Somente na reta final, quando um forasteiro entra no museu, mais por curiosidade, que seu significado será compreendido. Equivale a ideia tão batida, mas ignorada “sem passado, não tem futuro”. A questão memória nunca foi tão significativa. É como se um velho retrato pregado na parece, desvendasse os sentidos do filme através da fotografia, que no dizer de André Bazin, faz sentido: “a fotografia não cria, como na arte, a eternidade, ela embalsama o tempo”, reaviva no homem, o futuro presente na cena, neste caso, seu desejo de viver do personagem que está dentro do Museu, diante de seu destino. As tranqueiras e velharias que são lá guardas, é por seu tempo a salvaguarda do povoado. O uso do bacamarte seguro com as duas mãos na horizontal, não é um fetiche criado pelo cinema hollywoodiano, é tradição de um Brasil sertanejo, pouco decifrado pelo Brasil litoral.

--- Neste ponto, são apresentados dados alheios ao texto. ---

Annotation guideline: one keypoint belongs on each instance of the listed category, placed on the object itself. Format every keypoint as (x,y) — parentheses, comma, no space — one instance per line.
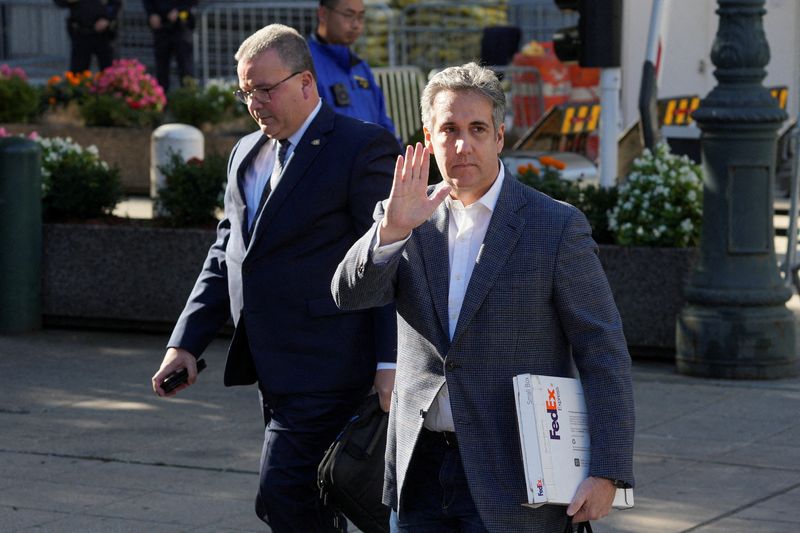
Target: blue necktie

Na sequência de resolução da trama em Bacurau, com a cena da degola e exposição das cabeças dos inimigos, remete a tristes episódios históricos do país, ato presente na Revolta de Canudos, no massacre do bando de Lampião, na Grota dos angicos, sem falar é claro das degolas de escravos em revoltas contra o sistema escravocrata, ou nos permanentes relatos de prisioneiros, que ao se enfrentarem, degolam uns aos outros e jogam “peladas futebolísticas”, usando como bola, cabeças inimigas. A violência aqui é pura mise-em-scène, fabulário do cotidiano, de um Brasil não tão cordial com os seus que estão fora da tela, mas usado como argumento contra a concorrência mercadológica, da tela cinematográfica, como sendo violenta, argumento sempre usado por agentes defensores do produto estrangeiro, contra produtos fílmicos brasileiros.

Nesta cena como nas demais a violência parece ter a legitimidade que se presencia no dia-a-dia do povo brasileiro, uns contra os outros, mas nunca em confrontos com o sistema. Os atuais governantes ao afirmar o uso da arma como defesa individual, desacredita nos preceitos da ordem vigente, legitima o indivíduo usar da violência para resolver problemas pessoais e banais, na base do “agora é pessoal”, como sugere os filmes da indústria cinematográfica, notadamente norte-americana.


Bacurau visita o ciclo de filmes de cangaço, assim como visita o faroeste, ou filmes de aventuras das mais diversas origens, numa alegoria mercadológica, altamente digerível pelo grande público,  missão que o filme cumpre com competência.

Ainda sobre a cena final, em que o prefeito é montado sobre um jumento, em pêlo, com as mãos amarradas para trás, a boca vedada, espera-se, anuncia o morador da cidade, num auto falante, como se fosse um aviso para além tela, que ele nunca mais volte a cidade ou espera-se que ele encontre seu fim, espetado por espinhos de mandacarus ou coisa que o valha. É inacreditável, que nem na arte, o brasileiro tem sido capaz de punir políticos corruptos com a pena capital. Em se tratando de cinema, depois do filme “Carrie, a Estranha”, 1976, Brian di Palma, nada é impossível para uma personagem sobreviver e voltar para operar sua vingança, que o diga os filmes de faroeste que Bacurau visita.